Think on: “Non teneas aurum totum quod splendet ut aurum.” ALAIN DE LILLE, Parabolae
Tumbleweed’s having a bit of fun with y’all here. In plain English, “All that glitters is not gold.”
So, my family tells me that writing a post about the “gold standard” is simply too heavy for most folks to absorb. Well, that may be because most people don’t know what it is, and when they do hear about it, it’s usually being treated with derision as something archaic. Interesting. Once again, our education system has let us down by giving in to the progressive lefties in our mix. Heaven forbid that our founding fathers and capitalism should make sense. By definition a gold standard is a monetary system in which the standard economic unit of account is based on a fixed quantity of gold.
Currency manipulators chalk up a win! Actually, the United States was technically on the gold standard until President “Tricky Dick” Nixon signed its death warrant on August 15, 1971. That’s not really that long ago. The question is why was it dumped? If you follow to economists like Friedrich von Hayek, Ludwig von Mises, Henry Hazlitt, or Nathan Lewis, you’d understand that the key to great economic booms is stable currency. Oh, and you may have heard of a fellow named Adam Smith who framed capitalism in his Wealth of Nations treatise. Effectively, hardly anything in an economy is created without combining goods, services, labor, and capital networked through use of money and shared via prices, interest rates, profits, and losses. Whew! That’s a mouthful and likely pretty dry stuff for many people. Bottom line, a stable currency is critically important. An unstable currency in an economy is like a computer virus, corrupting “bits” of the economic program to create destructive bubbles not unlike 2007. For example, in 2001, our beloved Federal Reserve deliberately weakened the dollar, and that drove oil from $20 a barrel to more than $100 a barrel.

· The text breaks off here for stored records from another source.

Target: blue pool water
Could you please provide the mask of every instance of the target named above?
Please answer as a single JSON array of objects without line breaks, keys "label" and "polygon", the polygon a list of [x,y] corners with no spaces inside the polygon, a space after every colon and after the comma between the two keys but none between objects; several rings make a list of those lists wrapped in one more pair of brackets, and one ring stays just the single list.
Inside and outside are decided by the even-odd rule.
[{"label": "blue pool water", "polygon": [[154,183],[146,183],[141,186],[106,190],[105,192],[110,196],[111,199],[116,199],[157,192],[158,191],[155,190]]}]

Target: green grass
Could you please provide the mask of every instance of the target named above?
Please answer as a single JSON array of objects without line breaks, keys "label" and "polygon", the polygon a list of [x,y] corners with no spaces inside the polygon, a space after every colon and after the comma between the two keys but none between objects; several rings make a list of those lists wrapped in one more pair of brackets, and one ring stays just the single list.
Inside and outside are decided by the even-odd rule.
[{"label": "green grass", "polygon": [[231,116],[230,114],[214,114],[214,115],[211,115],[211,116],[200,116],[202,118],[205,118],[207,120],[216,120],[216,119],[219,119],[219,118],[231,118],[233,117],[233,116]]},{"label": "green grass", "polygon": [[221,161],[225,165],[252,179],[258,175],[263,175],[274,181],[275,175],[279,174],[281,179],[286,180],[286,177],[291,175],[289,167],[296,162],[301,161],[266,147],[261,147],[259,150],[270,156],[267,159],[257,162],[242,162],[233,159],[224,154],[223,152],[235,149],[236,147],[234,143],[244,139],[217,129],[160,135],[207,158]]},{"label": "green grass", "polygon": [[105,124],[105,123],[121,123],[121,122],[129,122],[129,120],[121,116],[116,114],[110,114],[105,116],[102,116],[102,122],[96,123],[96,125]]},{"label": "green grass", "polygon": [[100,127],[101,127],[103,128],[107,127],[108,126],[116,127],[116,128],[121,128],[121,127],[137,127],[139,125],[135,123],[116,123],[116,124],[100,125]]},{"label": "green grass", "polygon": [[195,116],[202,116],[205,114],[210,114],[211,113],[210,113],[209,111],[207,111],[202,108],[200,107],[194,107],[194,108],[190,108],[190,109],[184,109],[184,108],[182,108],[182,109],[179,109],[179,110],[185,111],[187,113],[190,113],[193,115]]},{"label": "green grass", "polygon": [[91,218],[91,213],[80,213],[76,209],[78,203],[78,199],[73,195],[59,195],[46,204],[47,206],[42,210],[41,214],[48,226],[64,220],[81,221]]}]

Gold lost its luster. Gold affords a fixed weight and measure to the value of products and services. (For those concerned with today’s fluctuating price of gold, it’s simply a reflection of wildly fluctuating world economies based upon U.S. paper – not gold.) The gold standard’s demise pretty much began in the 1890s with Democrat William Jennings Bryan’s pro-inflation, anti-gold presidential run. The Great Depression – of which the gold standard was a victim not a cause – gave the left-wingers the ammo to further sow the seeds for playing vague paper-money games via central bank theory, aka, the Federal Reserve. They embraced John Maynard Keynes (Heard of Keynesian economics? Try socialism or social capitalism.), and stable monetary value went down the toilet from there. Throw politicians into the socio-economic mix, and we’ve got a volatile concoction that has throttled the U.S. economy ever since. People don’t understand the complexity, and this translates into fear that politicians prey upon. While capitalism may seem complex, the seeming simplicity of socialism becomes attractive until you learn its fatal flaw as articulated by George Orwell in Wigan Pier. That is, socialists actually don’t like the poor; they merely hate the wealthy. Unstable currency enables the socialist mantra of power in the hands of a few and keeps the road to serfdom wide open.
President Ronald Reagan tried and failed to restore the gold standard in the 1980s, as he was blocked by Keynesian progressives sowing fears that social justice causes would be destroyed through economic stagnation, rampant inflation, and political upheaval. Hmmm. It seems that’s exactly what the Keynesian central bank acolytes have wrought for us today.
So, my family is probably right. The gold standard and its critical importance might be too much for most folks to grasp. For my part, I wish more citizens would get a hot branding iron in their pants toward returning to the gold standard. Just sayin’.